Rage
Cross platform.
We've spoken to various people from id Software during QuakeCon - Todd Hollenshead, Matt Hooper and the mischievous Tim Willits to name three - and there's one question we've asked all of them: Do they ever worry that people have forgotten about id Software? Haven't all these kids grown up playing Halo and Modern Warfare?
Nothing in their faces or their answers betrays any concern, but if they were harbouring self-doubt then the fact that more people turned up to see the Rage presentation than John Carmack's keynote address ought to be reassuring - and the fact they left the presentation screaming their support and adulation won't have hurt either.
Of course id is on home turf, but it's not hard to understand the fans' appreciation: Rage is being shown on PC, PS3 and Xbox 360 simultaneously, one build each for three gigantic high-definition projections running behind lead designer Willits, who offers a running commentary on the action being played out by three of the game's developers.

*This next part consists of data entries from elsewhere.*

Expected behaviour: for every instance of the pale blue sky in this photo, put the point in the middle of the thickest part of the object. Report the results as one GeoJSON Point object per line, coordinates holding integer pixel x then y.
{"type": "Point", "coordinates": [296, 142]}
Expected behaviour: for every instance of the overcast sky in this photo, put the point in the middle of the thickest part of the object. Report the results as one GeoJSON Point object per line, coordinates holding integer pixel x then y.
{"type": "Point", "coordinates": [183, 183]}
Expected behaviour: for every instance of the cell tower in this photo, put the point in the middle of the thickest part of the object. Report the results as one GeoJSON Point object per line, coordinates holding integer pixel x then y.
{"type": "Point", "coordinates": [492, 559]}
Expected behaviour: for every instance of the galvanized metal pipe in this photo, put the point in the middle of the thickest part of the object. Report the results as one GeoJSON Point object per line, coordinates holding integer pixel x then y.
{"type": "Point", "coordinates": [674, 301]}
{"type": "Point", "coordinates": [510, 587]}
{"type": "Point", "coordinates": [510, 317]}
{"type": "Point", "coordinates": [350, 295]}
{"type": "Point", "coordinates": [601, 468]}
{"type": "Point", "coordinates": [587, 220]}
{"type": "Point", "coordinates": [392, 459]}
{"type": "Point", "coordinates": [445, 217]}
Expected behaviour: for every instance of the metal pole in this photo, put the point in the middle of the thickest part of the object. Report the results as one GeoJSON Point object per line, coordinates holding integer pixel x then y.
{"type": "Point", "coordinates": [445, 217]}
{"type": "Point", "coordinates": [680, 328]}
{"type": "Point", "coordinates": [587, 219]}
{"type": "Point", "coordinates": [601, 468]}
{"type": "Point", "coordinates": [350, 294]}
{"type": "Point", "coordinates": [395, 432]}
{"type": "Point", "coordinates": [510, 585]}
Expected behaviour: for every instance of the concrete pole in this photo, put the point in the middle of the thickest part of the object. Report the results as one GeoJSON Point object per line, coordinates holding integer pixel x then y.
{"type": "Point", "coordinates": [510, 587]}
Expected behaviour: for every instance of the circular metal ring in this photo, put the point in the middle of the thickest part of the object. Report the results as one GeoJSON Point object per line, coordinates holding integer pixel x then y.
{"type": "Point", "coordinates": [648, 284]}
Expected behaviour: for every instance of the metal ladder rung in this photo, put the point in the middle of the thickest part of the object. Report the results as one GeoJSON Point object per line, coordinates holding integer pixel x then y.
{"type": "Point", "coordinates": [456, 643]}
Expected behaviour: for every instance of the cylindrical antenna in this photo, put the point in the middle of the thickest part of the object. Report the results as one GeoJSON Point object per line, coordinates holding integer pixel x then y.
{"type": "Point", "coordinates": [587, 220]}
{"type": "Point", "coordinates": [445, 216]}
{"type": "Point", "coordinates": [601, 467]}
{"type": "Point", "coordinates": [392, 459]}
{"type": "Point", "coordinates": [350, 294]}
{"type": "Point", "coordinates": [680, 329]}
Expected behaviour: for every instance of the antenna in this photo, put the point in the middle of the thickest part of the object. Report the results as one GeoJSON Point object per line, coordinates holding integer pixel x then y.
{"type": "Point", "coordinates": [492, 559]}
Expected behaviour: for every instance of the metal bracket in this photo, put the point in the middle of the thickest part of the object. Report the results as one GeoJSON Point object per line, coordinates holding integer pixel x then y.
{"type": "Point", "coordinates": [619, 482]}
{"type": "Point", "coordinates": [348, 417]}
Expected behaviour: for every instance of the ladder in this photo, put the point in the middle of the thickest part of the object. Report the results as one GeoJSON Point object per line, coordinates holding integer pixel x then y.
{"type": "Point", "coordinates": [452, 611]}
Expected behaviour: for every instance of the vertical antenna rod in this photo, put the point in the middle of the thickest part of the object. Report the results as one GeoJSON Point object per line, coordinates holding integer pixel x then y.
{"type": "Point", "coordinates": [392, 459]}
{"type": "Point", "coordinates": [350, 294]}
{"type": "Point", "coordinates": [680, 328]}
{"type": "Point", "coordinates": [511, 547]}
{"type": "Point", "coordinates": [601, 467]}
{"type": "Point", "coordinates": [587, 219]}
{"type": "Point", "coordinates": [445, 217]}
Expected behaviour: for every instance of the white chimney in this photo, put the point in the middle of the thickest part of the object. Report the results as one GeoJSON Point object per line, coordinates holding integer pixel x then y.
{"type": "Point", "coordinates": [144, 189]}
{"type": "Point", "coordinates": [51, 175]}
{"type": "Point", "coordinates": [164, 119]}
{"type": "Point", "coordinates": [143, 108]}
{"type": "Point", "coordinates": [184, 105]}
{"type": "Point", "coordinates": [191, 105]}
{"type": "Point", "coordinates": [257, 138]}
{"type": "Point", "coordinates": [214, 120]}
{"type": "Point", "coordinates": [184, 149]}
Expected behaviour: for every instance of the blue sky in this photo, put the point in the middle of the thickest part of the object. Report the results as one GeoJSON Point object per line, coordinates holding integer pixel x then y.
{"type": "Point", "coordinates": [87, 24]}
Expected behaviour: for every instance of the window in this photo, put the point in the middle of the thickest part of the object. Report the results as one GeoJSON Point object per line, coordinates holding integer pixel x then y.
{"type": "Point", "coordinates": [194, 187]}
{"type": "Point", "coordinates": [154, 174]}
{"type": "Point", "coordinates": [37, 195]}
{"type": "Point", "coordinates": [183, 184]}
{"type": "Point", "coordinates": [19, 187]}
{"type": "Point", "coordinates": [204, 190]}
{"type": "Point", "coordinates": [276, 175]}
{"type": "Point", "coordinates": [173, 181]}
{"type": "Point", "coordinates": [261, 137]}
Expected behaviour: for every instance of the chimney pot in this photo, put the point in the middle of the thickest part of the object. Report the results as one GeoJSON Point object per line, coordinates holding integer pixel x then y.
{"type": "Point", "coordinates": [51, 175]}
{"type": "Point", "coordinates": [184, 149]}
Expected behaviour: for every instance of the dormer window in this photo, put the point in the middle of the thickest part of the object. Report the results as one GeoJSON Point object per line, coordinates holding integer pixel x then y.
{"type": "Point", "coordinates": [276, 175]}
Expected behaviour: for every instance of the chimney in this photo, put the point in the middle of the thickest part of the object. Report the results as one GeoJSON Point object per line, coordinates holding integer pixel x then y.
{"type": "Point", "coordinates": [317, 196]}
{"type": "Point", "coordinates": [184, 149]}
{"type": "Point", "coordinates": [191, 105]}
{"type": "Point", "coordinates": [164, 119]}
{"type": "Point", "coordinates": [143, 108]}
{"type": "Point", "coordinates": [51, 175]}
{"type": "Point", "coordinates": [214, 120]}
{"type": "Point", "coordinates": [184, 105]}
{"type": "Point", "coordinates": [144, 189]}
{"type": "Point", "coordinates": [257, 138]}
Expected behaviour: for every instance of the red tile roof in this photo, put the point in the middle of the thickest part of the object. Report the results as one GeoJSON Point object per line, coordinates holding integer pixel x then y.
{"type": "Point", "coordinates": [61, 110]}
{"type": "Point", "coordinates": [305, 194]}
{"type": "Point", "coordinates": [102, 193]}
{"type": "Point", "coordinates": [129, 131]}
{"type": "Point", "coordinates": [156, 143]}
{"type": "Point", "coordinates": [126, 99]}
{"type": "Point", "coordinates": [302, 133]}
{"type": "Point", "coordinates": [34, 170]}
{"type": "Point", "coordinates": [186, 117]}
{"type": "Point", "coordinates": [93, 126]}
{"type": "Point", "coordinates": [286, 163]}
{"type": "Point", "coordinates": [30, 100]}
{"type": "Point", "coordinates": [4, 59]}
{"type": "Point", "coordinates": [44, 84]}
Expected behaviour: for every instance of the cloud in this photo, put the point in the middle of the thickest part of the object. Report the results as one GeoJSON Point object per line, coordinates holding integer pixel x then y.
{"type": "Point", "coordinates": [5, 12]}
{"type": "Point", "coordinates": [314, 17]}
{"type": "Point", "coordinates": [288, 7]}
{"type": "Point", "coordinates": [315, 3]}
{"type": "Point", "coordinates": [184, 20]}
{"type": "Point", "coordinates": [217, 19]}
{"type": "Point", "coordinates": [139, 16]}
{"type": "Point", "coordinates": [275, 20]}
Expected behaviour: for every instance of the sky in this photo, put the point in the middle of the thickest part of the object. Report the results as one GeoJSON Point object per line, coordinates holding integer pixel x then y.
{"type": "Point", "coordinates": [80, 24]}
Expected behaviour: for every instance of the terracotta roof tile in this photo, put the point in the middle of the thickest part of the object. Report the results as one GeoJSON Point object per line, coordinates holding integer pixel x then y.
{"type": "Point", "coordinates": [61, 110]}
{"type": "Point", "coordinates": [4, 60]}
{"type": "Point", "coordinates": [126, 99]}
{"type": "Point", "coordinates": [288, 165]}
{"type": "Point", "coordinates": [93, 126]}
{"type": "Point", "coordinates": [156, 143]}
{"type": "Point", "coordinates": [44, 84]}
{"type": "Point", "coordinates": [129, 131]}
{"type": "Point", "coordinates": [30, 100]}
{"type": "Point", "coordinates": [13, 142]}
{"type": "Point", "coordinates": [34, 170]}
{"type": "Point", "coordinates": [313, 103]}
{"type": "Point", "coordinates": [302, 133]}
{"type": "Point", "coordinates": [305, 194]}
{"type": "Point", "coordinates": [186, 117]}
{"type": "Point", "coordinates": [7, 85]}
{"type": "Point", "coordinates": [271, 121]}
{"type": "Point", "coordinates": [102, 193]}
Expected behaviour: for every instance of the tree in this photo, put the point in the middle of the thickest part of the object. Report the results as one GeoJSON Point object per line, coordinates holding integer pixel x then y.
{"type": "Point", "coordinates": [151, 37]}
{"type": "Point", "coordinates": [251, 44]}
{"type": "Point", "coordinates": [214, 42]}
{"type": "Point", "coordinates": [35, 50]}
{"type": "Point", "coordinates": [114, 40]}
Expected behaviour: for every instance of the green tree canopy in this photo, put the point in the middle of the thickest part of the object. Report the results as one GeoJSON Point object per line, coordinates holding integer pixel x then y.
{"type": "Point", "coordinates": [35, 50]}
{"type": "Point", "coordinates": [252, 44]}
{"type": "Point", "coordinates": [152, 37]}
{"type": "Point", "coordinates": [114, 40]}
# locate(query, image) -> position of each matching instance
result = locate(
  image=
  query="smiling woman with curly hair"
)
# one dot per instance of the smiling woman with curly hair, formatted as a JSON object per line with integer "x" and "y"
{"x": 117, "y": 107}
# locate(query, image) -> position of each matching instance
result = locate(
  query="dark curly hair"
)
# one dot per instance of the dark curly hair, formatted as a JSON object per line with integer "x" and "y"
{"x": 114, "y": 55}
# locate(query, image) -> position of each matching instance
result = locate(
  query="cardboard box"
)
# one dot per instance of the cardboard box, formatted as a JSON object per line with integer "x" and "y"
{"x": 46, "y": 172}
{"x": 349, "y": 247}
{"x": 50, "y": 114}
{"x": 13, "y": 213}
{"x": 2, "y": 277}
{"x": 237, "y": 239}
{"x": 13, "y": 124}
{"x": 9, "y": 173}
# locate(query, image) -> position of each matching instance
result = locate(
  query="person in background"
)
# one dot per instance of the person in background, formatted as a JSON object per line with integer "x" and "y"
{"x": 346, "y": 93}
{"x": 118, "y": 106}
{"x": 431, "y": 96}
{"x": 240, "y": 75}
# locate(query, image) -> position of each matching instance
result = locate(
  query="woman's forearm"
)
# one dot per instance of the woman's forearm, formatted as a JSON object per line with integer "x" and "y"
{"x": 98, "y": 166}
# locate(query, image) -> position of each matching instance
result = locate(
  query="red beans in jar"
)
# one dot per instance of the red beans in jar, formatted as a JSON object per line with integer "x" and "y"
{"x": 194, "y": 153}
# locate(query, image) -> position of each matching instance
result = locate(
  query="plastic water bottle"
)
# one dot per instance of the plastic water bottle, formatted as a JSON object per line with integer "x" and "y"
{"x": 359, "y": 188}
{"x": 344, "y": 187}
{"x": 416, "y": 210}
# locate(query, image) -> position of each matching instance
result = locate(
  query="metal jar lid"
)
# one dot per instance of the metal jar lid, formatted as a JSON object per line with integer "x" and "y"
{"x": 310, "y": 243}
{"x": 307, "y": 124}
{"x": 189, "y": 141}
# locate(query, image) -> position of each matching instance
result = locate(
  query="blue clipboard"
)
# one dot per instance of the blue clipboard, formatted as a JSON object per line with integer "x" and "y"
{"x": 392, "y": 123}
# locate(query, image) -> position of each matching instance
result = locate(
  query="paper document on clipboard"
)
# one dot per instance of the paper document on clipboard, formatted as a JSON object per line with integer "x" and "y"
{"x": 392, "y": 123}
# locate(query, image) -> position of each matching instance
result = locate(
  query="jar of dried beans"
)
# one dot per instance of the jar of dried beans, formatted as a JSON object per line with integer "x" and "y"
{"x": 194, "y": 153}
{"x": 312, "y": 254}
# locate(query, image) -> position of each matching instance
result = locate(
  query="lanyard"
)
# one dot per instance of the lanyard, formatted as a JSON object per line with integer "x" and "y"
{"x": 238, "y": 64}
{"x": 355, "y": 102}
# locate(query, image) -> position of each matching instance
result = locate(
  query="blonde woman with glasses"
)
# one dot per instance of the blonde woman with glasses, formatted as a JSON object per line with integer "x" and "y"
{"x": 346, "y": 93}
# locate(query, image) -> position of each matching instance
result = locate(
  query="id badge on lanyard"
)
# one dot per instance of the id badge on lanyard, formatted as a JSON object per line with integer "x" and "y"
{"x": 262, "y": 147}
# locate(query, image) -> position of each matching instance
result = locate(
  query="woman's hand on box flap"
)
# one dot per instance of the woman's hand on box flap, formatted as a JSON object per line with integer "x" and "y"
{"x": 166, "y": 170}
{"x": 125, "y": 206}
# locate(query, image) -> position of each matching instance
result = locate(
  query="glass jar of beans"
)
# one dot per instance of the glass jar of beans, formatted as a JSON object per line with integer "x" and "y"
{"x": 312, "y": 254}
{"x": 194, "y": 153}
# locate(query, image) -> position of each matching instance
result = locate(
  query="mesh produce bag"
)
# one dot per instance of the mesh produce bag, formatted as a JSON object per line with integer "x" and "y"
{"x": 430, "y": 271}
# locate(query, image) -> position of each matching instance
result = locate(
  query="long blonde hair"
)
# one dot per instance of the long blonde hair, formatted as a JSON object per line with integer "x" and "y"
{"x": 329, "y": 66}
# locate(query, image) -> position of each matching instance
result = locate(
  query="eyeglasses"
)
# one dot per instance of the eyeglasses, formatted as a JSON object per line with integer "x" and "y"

Platform parity is an oft-professed goal and less frequent achievement, as Eurogamer readers know only too well, and it will take a more forensic examination to determine key distinctions between each version, but to the naked eye the PC version looks the sharpest by a slim margin - something Willits tells us is down to lower compression ratios.
Even so, the game's precisely sculpted canyons, rusting industry and slumping cityscapes coarse with crisp, unrepeated textures across all three formats, the products of John Carmack's "megatexture" architecture, while the game's 60 frames per second are as solid as the technology is unfathomable.
Rage is another post-apocalyptic shooter - you can never have enough of them, at least not judging by ZeniMax's investment portfolio - but it's perhaps the purest example. Fallout is more about the game world (executive producer Todd Howard calls it the series' main character), while Brink is a manifesto for change in competitive and collaborative multiplayer. Rage is about shooting dudes in the face. Hard. A lot.
Willits' colleagues roam through trenches propped up with corrugated iron, switching between meaty shotguns, crossbows that fire electric bolts and sniper pistols using elegant weapon radials, while mission briefings appear as pages in a notebook, gone in a second. Other than that, and the unnerving levels of detail, there's little to disguise the simplicity of the action.
Ghost bandits are reminiscent of BioShock's splicers, vaulting, wall-running and pirouetting toward you to attack with blades and flying kicks; Wasted bandits retreat to cover and direct mounted turrets to suppress you, or swing pipes and wrenches overhead to clout you; mutants shamble and lurch, wielding rudimentary clubs. Shotgun shells snap their heads back, the boomerang "wingstick" clothesline them in midair, and the shoulder-mounted rocket launcher blows them to pieces. Fire, strafe, backpedal, flank.